Contando sempre com mulheres no grupo de liderança, a assembleia que deliberaria a utilização de um espaço físico para o então Diretório de estudantes negras/os contou com uma surpresa, a assembleia geral de estudantes para definir a ocupação da universidade contra a então PEC 241, hoje 55, contra a reforma no Ensino Médio e também a favor da legitimação de um espaço para estudantes das cotas raciais.
Diante da decisão de ocupação, estes estudantes aproveitaram para ocuparem um espaço que denominaram de Quilombo, baseados no quote de que "O oposto de Casa Grande não é senzala, mas sim quilombo" e que este, sim, seria o espaço de resistência ao qual queriam pertencer.

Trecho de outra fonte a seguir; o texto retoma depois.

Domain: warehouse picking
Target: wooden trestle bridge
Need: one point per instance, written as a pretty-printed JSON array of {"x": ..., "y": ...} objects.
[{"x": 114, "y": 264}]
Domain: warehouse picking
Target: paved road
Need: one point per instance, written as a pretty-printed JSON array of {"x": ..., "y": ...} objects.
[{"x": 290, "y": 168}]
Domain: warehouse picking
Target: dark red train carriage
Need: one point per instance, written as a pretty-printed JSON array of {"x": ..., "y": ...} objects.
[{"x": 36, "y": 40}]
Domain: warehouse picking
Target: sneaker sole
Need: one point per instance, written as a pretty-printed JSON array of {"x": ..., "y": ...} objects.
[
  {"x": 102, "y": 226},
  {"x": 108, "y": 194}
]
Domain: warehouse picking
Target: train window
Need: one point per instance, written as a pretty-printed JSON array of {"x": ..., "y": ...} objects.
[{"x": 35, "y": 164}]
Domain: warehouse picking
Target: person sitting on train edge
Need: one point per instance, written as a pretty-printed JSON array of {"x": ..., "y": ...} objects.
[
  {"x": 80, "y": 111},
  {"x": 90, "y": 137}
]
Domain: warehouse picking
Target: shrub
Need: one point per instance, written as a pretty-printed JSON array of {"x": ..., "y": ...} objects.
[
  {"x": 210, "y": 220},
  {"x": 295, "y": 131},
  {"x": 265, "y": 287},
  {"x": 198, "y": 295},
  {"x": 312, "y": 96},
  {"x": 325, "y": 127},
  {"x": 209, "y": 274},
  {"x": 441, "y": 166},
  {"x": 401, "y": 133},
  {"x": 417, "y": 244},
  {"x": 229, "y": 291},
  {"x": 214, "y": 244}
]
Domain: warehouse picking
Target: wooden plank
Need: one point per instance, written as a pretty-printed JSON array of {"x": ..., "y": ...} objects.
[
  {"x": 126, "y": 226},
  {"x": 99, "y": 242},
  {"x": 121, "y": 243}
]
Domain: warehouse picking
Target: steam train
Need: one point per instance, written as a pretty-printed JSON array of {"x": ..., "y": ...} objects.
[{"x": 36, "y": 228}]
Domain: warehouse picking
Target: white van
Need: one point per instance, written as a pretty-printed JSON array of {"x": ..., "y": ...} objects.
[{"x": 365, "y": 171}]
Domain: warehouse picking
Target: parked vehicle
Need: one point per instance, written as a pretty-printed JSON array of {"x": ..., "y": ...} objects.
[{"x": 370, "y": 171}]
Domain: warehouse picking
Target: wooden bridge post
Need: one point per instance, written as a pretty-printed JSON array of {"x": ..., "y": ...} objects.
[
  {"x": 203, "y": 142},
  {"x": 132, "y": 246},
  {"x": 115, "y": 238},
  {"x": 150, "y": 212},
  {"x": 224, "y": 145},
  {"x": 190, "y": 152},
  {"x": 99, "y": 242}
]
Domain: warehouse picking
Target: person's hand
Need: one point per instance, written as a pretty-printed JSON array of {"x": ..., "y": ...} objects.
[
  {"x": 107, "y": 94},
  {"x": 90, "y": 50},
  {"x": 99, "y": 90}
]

Essa ocupação tem, obviamente, interesses comuns e também distintos em relação à ocupação central e demais ocupações da universidade e o ponto mais importante de diferença é que ela se quer uma ocupação permanente. Outra diferença está nos membros da ocupação, enquanto em todas os outros alojamentos há estudantes negros colaborando com estudantes brancos, neste espaço as/os estudantes negras/os são maioria e embora interajam com estudantes de outras raças e etnias, são negras/os quem decidem como se dá a dinâmica do espaço. Isso faz com que ora se aproximem, ora se distanciem dos interesses gerais, o que não os impede de verem o quão vulneráveis estão em relação a qualquer atitude institucional da universidade, e por isso negociam com todos os outros espaços ocupados, inclusive outros campi, para captarem apoio às suas lutas, num evidente exemplo de complexidade da interação social.

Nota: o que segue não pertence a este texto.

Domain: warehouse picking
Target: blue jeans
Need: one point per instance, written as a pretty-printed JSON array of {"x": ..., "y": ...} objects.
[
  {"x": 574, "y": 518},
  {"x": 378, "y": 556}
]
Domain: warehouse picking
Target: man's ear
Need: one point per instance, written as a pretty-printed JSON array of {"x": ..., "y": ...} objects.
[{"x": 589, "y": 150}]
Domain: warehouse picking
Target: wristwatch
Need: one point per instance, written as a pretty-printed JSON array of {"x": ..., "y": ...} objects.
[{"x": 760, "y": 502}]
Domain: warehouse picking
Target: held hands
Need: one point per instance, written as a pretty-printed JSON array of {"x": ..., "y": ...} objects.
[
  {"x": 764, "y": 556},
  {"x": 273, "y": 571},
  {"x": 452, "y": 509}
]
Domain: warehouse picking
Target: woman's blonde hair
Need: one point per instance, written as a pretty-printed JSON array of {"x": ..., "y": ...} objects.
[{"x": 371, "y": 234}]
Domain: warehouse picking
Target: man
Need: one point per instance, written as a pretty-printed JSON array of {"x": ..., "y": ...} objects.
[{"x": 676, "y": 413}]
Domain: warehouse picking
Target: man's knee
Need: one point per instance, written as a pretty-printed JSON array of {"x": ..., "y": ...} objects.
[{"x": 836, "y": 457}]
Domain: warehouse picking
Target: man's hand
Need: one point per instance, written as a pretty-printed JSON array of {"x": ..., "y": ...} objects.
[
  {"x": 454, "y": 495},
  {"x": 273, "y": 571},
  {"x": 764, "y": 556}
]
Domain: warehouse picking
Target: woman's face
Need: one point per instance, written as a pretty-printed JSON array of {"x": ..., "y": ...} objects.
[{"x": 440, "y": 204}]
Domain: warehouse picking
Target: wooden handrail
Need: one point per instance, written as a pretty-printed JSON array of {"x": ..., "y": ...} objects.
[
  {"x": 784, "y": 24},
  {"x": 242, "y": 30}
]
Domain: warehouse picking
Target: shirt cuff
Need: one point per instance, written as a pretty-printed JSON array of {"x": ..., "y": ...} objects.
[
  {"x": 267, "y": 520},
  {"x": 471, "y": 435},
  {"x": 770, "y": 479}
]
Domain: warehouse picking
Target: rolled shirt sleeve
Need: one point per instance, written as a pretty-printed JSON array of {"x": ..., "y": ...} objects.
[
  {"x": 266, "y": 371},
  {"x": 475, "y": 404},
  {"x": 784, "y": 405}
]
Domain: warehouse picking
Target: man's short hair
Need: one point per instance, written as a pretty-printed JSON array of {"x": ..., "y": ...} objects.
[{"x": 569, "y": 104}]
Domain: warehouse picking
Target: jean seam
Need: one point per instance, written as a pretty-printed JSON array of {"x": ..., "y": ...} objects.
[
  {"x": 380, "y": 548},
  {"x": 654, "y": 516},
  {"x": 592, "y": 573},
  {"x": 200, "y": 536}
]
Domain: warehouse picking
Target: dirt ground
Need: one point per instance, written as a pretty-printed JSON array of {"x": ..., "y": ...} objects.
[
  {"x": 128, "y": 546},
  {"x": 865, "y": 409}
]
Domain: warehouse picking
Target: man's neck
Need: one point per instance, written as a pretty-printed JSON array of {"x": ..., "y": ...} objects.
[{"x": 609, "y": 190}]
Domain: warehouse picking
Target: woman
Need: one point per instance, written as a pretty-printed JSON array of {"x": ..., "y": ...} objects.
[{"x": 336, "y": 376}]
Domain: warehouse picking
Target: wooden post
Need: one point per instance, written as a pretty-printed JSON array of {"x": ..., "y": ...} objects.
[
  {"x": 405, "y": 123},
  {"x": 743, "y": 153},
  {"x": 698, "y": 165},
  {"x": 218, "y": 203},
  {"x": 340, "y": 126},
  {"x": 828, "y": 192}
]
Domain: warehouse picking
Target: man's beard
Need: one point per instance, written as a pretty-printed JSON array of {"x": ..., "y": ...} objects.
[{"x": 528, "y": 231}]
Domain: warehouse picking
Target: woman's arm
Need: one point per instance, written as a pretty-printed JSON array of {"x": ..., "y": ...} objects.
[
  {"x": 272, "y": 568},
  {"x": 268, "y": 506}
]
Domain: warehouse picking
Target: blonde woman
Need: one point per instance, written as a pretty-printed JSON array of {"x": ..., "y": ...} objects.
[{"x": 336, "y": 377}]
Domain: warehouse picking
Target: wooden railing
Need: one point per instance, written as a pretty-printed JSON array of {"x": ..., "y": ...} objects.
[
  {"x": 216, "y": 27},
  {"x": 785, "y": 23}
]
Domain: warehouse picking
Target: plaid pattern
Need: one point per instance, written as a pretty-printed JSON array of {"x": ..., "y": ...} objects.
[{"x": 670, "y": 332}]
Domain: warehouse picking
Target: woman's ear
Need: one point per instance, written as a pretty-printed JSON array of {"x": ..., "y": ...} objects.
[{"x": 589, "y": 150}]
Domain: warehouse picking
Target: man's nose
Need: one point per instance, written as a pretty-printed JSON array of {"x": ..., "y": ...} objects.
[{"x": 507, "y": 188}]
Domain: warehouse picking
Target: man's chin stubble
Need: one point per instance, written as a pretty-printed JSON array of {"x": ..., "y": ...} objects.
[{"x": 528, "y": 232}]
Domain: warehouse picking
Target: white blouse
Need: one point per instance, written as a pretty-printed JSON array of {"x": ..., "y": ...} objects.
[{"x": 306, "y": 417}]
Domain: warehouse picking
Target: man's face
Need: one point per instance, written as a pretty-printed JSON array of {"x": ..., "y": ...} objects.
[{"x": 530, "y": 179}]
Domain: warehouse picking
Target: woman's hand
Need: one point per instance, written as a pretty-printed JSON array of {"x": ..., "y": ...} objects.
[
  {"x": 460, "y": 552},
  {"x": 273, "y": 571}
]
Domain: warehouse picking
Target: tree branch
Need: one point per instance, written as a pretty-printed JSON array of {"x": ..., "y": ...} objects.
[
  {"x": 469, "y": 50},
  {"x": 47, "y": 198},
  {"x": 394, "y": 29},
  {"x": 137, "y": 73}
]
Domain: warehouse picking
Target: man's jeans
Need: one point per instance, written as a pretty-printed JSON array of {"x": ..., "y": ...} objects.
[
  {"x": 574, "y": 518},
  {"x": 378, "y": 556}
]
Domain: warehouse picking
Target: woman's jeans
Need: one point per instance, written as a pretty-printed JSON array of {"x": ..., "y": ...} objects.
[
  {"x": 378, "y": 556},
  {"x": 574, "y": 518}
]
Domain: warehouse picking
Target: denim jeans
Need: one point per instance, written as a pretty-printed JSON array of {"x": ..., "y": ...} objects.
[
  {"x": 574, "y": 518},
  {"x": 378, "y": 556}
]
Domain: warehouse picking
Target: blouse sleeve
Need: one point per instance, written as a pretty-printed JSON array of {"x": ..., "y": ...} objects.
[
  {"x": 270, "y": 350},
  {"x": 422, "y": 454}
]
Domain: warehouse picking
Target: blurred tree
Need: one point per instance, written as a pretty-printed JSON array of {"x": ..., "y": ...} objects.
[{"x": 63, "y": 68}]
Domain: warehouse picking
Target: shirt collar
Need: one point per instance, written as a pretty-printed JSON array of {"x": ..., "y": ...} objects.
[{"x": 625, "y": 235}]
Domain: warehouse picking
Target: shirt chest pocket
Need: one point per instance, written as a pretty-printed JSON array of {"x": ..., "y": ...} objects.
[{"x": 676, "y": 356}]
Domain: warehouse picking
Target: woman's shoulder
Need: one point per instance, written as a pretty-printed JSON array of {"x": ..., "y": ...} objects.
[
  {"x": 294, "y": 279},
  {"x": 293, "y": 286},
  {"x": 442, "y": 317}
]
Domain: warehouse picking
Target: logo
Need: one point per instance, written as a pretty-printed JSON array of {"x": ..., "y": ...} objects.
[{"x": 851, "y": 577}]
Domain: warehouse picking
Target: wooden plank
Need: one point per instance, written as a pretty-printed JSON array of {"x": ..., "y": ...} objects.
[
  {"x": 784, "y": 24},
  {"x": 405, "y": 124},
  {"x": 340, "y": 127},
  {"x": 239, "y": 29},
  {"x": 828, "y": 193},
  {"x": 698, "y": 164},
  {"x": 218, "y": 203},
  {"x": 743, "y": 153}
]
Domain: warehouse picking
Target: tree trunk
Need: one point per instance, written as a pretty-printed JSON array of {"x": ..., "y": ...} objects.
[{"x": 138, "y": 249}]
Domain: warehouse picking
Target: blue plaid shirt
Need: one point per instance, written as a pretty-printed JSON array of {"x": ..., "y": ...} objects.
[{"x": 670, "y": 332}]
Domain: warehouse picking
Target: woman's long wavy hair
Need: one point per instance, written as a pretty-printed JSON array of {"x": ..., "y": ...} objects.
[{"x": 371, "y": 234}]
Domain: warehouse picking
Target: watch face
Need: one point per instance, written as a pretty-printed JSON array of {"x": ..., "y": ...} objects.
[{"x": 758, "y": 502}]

Essas pessoas já erraram e pediram desculpas, se esqueceram de negociações importantes, criaram eventos culturais, acertaram e se orgulharam, enfim, quem acompanha esta ocupação consegue notar uma grande influência da entrada desses sujeitos na universidade. O saber por meio da experiência. Enquanto tradicionalmente a experiência enquanto sujeito é rechaçada na universidade, estes estudantes e a própria atitude de ocupar os espaços que lhes pertencem trazem de volta a aprendizagem por meio da experiência, na qual sujeito e objeto se confundem e não mais cabem em algumas categorias analíticas que pretendem alijar o objeto da possibilidade de ser também agente. Imagino que este é um ponto importante que a universidade terá que repensar a partir das ocupações. A dimensão material do saber e o racismo epistêmico.

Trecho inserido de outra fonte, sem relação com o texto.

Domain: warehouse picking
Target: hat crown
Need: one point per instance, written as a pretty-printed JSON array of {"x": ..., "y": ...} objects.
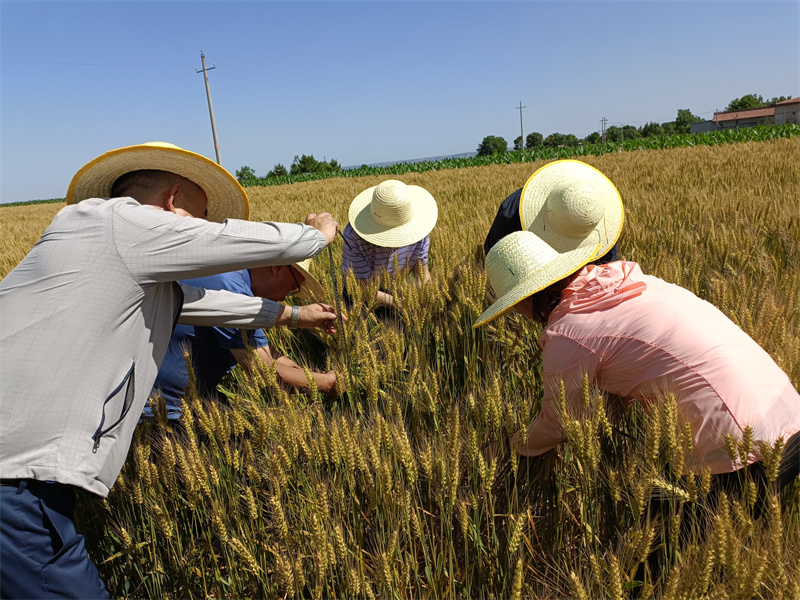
[
  {"x": 573, "y": 209},
  {"x": 391, "y": 204},
  {"x": 515, "y": 258}
]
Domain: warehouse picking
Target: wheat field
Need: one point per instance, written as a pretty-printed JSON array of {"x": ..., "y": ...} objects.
[{"x": 389, "y": 491}]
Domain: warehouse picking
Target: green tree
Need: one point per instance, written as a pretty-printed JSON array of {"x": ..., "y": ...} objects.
[
  {"x": 669, "y": 128},
  {"x": 533, "y": 140},
  {"x": 278, "y": 171},
  {"x": 593, "y": 138},
  {"x": 629, "y": 132},
  {"x": 651, "y": 129},
  {"x": 745, "y": 102},
  {"x": 684, "y": 120},
  {"x": 570, "y": 141},
  {"x": 614, "y": 134},
  {"x": 492, "y": 144},
  {"x": 554, "y": 140},
  {"x": 753, "y": 101},
  {"x": 245, "y": 174},
  {"x": 304, "y": 164}
]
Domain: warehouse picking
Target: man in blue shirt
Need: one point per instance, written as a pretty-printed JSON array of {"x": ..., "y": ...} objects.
[{"x": 215, "y": 351}]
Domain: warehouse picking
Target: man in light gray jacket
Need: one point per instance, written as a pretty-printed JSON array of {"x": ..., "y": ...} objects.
[{"x": 85, "y": 321}]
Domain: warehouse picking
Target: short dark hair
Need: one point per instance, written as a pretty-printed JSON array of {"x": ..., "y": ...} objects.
[{"x": 145, "y": 180}]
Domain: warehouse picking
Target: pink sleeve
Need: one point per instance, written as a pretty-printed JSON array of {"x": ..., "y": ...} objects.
[{"x": 563, "y": 359}]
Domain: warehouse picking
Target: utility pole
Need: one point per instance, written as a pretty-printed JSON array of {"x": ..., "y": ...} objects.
[{"x": 210, "y": 109}]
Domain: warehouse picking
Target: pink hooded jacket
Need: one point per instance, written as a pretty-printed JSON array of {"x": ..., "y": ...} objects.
[{"x": 640, "y": 337}]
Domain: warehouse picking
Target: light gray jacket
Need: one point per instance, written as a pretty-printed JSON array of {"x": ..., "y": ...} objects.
[{"x": 86, "y": 318}]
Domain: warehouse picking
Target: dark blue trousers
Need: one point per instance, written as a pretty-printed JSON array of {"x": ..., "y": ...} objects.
[{"x": 41, "y": 553}]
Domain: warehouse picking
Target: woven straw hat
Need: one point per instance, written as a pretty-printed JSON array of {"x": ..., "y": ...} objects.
[
  {"x": 521, "y": 264},
  {"x": 311, "y": 288},
  {"x": 393, "y": 214},
  {"x": 226, "y": 198},
  {"x": 570, "y": 204}
]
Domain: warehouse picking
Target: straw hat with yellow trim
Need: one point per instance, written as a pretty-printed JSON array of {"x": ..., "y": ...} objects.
[
  {"x": 570, "y": 205},
  {"x": 311, "y": 288},
  {"x": 393, "y": 214},
  {"x": 226, "y": 198},
  {"x": 521, "y": 264}
]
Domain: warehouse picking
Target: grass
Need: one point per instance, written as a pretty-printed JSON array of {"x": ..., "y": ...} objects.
[{"x": 389, "y": 492}]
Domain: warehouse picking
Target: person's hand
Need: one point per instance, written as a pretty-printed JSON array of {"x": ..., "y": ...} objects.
[
  {"x": 326, "y": 383},
  {"x": 325, "y": 223},
  {"x": 318, "y": 315}
]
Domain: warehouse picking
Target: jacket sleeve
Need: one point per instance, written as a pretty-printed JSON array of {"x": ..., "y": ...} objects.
[
  {"x": 563, "y": 361},
  {"x": 220, "y": 308},
  {"x": 159, "y": 246}
]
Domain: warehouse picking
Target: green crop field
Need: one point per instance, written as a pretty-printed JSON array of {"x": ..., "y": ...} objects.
[{"x": 389, "y": 491}]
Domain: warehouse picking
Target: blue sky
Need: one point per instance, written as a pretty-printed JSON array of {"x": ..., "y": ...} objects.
[{"x": 363, "y": 82}]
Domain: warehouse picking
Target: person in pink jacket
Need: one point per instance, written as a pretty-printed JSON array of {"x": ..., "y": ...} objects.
[{"x": 639, "y": 337}]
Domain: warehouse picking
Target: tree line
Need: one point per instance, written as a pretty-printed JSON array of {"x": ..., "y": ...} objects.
[
  {"x": 492, "y": 144},
  {"x": 300, "y": 164}
]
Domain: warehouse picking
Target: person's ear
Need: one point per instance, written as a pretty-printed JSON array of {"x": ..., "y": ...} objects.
[{"x": 169, "y": 197}]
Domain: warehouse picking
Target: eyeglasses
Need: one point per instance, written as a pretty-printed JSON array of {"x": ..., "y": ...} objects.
[{"x": 296, "y": 290}]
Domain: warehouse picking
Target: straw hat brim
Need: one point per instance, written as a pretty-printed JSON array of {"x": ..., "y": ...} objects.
[
  {"x": 545, "y": 179},
  {"x": 226, "y": 197},
  {"x": 311, "y": 288},
  {"x": 563, "y": 266},
  {"x": 424, "y": 212}
]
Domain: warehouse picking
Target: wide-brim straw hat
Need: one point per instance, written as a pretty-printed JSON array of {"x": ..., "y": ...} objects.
[
  {"x": 393, "y": 214},
  {"x": 521, "y": 264},
  {"x": 311, "y": 288},
  {"x": 226, "y": 198},
  {"x": 570, "y": 204}
]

Voltando para a questão central, todo esse processo de ocupação dos espaços da universidade traz à tona o debate sobre a segurança de quem está nesses espaços, e como é de domínio de diferentes áreas do saber, as mulheres estão as pessoas mais vulneráveis.
Relatos de provocações e ameaças verbais contra as mulheres, como já era de se esperar, ocorrem rotineiramente nos diferentes campi ocupados e o caso que utilizarei como exemplo é do campus de Planaltina. Naquele espaço o número de mulheres quilombolas e assentadas é maior do que nos outros campi e a despeito de qualquer possibilidade do imaginário coletivo, não as vemos como mais ou menos guerreiras e/ou mais ou menos vulneráveis, apenas como sujeitos com suas especificidades.
Em Planaltina algumas das estudantes levaram seus filhos para se manifestarem a favor da ocupação proposta pelos estudantes e se juntaram a eles nos alojamentos. Entretanto, estudantes de gestão de agronegócios, contrários à ocupação, ameaçaram a integridade física dos ocupantes, o que afetou diretamente às mulheres em virtude de sua dupla condição de mulheres e negras, aqui cito parte do áudio compartilhado por mensagem para o grupo de estudantes negras/os.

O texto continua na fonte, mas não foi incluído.